One such technological device was called the Tidal Indicator – a simplistic, yet invaluable source of information to mariners of the late 19th century and early 20th century. Just what is a Tidal Indicator you might ask? The 1908 United States Coast Pilot explains the device, noting, “The arrowhead in the middle of the semicircle when pointing upward indicates a rising tide, and when pointing downward a falling tide. The pointer near the arrowhead points to the height of the tide (in feet), which is indicated by figures on the semicircle, the zero agreeing with mean low water.”
The Tidal Indicator was maintained by the Coast and Geodetic Survey and was established along waterways leading to important American ports that possessed problematic shoals. These navigational hazards required mid to high water for safest passage and thus presented an opportunity for the technology of the time to assist mariners. Port interests represented by the Maritime Exchanges for regions such as Philadelphia and New York were vital advocates for such improvements in navigational aids one hundred years ago as they are today.
The 1895 Hand Book of the Lower Delaware River, a historical overview (1875-1895) of the purpose and activities of the Philadelphia Maritime Exchange, contains an entry highlighting the many accomplishments of the organization from its inception at that time. An entry from 1894 noted, “Secretary of the Treasury petitioned to have established and maintained at the National Quarantine Station, Reedy Island, a tidal indicator, to advise vessels of the depth of water over “Dan Baker Shoals” and “Duck Creek Flats.”
This Tidal Indicator instrument at Reedy Island, which is a marshy island located in the Delaware River south of Philadelphia, could be plainly seen by the crews of passing ships in the vicinity. The 1908 Coast Pilot notes that the Tidal Indicator was “erected on the quarantine wharf at Reedy Island, and faces up the river.” For vessels transiting the river to sea eastward of Reedy Island, the instrument was found on the northeastward side of the island.
Another Tidal Indicator along the Delaware River – though smaller in size, was located upriver from Reedy Island at the Port of Philadelphia. The instrument was mounted in the Bourse Building, which was home to the Philadelphia Maritime Exchange, and conveyed the status and level of the tide at the all-important Chestnut Street wharf where maritime activity was always bustling.
Philadelphia was not the only port to make use of the Tidal Indicator. The New York Maritime Exchange also advocated for the device and obtained it for such locations as The Narrows and at Nos. 78-80 Broad Street, New York City.
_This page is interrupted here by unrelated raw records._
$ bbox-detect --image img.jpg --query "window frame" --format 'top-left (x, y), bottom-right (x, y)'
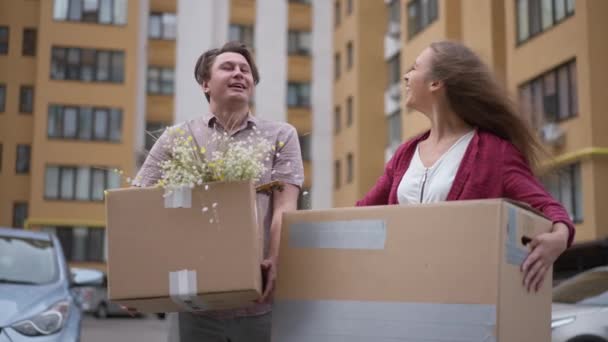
top-left (52, 0), bottom-right (129, 26)
top-left (287, 30), bottom-right (312, 56)
top-left (287, 82), bottom-right (312, 108)
top-left (405, 0), bottom-right (439, 40)
top-left (517, 58), bottom-right (580, 129)
top-left (19, 85), bottom-right (35, 114)
top-left (43, 164), bottom-right (120, 203)
top-left (21, 27), bottom-right (38, 57)
top-left (46, 103), bottom-right (124, 144)
top-left (12, 201), bottom-right (29, 229)
top-left (513, 0), bottom-right (576, 47)
top-left (49, 46), bottom-right (126, 85)
top-left (15, 144), bottom-right (32, 175)
top-left (148, 11), bottom-right (177, 41)
top-left (0, 25), bottom-right (11, 56)
top-left (0, 83), bottom-right (7, 113)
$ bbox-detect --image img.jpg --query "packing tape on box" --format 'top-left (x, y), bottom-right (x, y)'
top-left (289, 220), bottom-right (386, 249)
top-left (505, 206), bottom-right (528, 266)
top-left (164, 187), bottom-right (192, 208)
top-left (169, 270), bottom-right (209, 311)
top-left (272, 300), bottom-right (496, 342)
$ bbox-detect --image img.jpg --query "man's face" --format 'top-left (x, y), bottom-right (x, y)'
top-left (203, 52), bottom-right (255, 104)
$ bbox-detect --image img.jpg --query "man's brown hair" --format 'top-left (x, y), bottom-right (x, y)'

In similar fashion as their comrades in Philadelphia, the Tidal Indicator at the Broad Street location was mounted in the New York Maritime Exchange building and showed the state of tide at Pier A, North River.
In hindsight you might say the Tidal Indicator device was a sort of ‘wheel of fortune’ that offered critical information to ship captains of a bygone era – an instrument that could easily be the difference between disaster and safe passage at a time when its presence was state-of-the-art and highly valued by maritime interests.